Zorganizowanie wystawy prac i promocja olsztyńskich artystek, to tylko jeden z zasadniczych powodów organizacji Salonu Sztuk Pięknych.
- Uczestniczki wystawy podarowały nam swoje prace, które dziś zostaną zlicytowane - powiedziała Wanda Jastrzębska.
- Pieniądze przekażemy dyrektorowi Muzeum Warmii i Mazur na renowację znajdującego się w zbiorach muzeum obrazu.Był jeszcze trzeci, ważny cel, jaki postawiły sobie olsztyńskie soroptymistki.
- Chcemy, żeby nasi goście wyszli z zamku bogatsi w sensie dosłownym i w przenośni, bo jak kupią dzieło sztuki, to nie stracą, a mogą zyskać - dodała Wanda Jastrzębska.
Salon Sztuk Pięknych, czyli wystawę prac połączoną z licytacją, soroptymistki zorganizowały po raz pierwszy, ale nie pierwszy raz przeprowadzają aukcje i nie pierwszy raz wspomagają renowację warmińsko-mazurskich zabytków. Jak powiedział podczas salonu dyrektor muzeum Janusz Cygański, do tej pory soroptymistki wspomagały m.in. konserwację cennych dokumentów, zabytkowych mebli, armat czy zbroi. Tym razem pieniądze od soroptymistek pójdą na konserwację obrazu przedstawiającego młodego Świętego Jana Ewangelistę. Obraz pochodzi z XIX wieku. Przez ponad 100 lat werniks pokrywający namalowaną na blasze postać na tyle ściemniał, że Św. Jan Ewangelista jest prawie niewidoczny. Po konserwacji obraz odzyska kolory.
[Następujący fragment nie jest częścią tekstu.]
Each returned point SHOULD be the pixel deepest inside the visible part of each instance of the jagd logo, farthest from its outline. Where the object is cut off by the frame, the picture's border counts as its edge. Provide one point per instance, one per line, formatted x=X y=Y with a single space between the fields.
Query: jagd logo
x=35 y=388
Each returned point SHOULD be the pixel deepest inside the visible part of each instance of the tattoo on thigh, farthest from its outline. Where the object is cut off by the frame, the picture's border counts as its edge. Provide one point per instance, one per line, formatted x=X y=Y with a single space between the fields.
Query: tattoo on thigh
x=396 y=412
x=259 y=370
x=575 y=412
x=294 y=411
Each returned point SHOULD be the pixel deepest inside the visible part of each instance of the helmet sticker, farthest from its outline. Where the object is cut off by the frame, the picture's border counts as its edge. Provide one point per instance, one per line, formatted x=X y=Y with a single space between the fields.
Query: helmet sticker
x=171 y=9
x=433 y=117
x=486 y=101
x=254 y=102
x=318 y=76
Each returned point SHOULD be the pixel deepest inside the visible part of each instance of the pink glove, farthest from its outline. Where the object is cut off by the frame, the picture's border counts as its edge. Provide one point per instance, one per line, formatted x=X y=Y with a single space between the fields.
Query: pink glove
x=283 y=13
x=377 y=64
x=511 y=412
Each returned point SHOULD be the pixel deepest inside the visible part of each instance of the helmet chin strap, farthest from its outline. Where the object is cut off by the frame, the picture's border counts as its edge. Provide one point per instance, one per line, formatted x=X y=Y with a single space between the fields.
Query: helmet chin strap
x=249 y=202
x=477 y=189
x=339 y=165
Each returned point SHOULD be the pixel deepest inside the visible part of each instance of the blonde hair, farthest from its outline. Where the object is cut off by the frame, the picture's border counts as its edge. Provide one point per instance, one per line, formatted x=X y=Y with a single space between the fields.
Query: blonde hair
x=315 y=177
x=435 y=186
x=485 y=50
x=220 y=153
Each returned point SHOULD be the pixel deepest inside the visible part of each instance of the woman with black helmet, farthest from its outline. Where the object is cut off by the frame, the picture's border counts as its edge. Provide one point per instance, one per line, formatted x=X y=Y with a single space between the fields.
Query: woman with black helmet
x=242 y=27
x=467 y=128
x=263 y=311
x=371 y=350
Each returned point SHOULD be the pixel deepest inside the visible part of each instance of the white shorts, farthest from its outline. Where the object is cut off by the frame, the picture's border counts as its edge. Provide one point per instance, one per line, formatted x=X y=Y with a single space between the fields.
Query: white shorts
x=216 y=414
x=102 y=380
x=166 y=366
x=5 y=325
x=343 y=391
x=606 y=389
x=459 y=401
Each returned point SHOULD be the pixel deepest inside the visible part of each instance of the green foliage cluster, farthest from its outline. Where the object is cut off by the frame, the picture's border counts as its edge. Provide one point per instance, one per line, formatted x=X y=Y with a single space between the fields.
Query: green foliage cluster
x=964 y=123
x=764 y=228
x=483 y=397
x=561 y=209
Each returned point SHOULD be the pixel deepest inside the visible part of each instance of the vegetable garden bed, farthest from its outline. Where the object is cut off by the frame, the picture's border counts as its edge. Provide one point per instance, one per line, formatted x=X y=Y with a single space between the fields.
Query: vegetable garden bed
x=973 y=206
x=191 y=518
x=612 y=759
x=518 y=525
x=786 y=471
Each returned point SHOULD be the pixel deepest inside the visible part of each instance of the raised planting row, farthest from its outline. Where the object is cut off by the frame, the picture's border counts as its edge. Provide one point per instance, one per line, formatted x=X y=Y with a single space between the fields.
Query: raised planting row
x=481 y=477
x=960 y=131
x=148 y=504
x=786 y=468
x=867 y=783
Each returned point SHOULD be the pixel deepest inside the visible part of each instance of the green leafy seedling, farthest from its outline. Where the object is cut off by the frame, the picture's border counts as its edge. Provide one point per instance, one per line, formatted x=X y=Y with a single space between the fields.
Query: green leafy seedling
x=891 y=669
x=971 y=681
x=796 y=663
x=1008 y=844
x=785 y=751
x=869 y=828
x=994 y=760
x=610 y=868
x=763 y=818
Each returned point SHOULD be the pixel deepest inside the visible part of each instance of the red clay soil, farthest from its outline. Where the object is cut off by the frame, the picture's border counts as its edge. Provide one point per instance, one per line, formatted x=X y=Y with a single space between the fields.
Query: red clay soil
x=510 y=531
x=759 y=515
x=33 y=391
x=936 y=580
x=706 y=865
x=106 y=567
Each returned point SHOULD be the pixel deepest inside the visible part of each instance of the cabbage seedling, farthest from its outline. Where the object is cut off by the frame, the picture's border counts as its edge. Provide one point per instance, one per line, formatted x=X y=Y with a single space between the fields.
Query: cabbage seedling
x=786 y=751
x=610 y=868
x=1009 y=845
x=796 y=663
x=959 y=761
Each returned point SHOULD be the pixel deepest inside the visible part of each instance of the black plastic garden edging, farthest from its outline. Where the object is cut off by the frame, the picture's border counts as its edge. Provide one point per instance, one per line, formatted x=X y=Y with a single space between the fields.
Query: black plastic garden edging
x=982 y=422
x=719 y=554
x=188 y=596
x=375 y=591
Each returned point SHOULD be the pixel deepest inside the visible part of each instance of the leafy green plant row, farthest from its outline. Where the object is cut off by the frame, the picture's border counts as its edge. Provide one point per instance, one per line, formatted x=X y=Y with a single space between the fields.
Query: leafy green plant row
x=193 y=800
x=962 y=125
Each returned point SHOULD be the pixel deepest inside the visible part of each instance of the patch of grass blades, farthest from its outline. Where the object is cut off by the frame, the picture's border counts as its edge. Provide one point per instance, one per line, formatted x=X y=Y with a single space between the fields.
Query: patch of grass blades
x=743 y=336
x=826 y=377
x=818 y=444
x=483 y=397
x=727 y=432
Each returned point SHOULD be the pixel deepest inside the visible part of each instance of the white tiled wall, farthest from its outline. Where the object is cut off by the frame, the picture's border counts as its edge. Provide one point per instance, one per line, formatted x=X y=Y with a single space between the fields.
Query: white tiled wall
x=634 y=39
Dzisiejsza aukcja na rzecz konserwacji muzealnego obrazu nie była ani pierwszą, ani ostatnią aukcją, jakie organizowały i organizować będą olsztyńskie soroptymistki.
- Potrzebujących jest bardzo dużo, a my jesteśmy organizacją działającą na rzecz innych - stwierdziła Wanda Jastrzębska.
- Oprócz muzeum wspieramy też olsztyńskie placówki oświatowo-kulturalne, jak np. szkołę muzyczną i szkołę plastyczną. Dlatego przy każdej okazji organizujemy takie mini aukcje.Olsztyński klub Soroptymist International zrzesza obecnie 22 olsztynianki.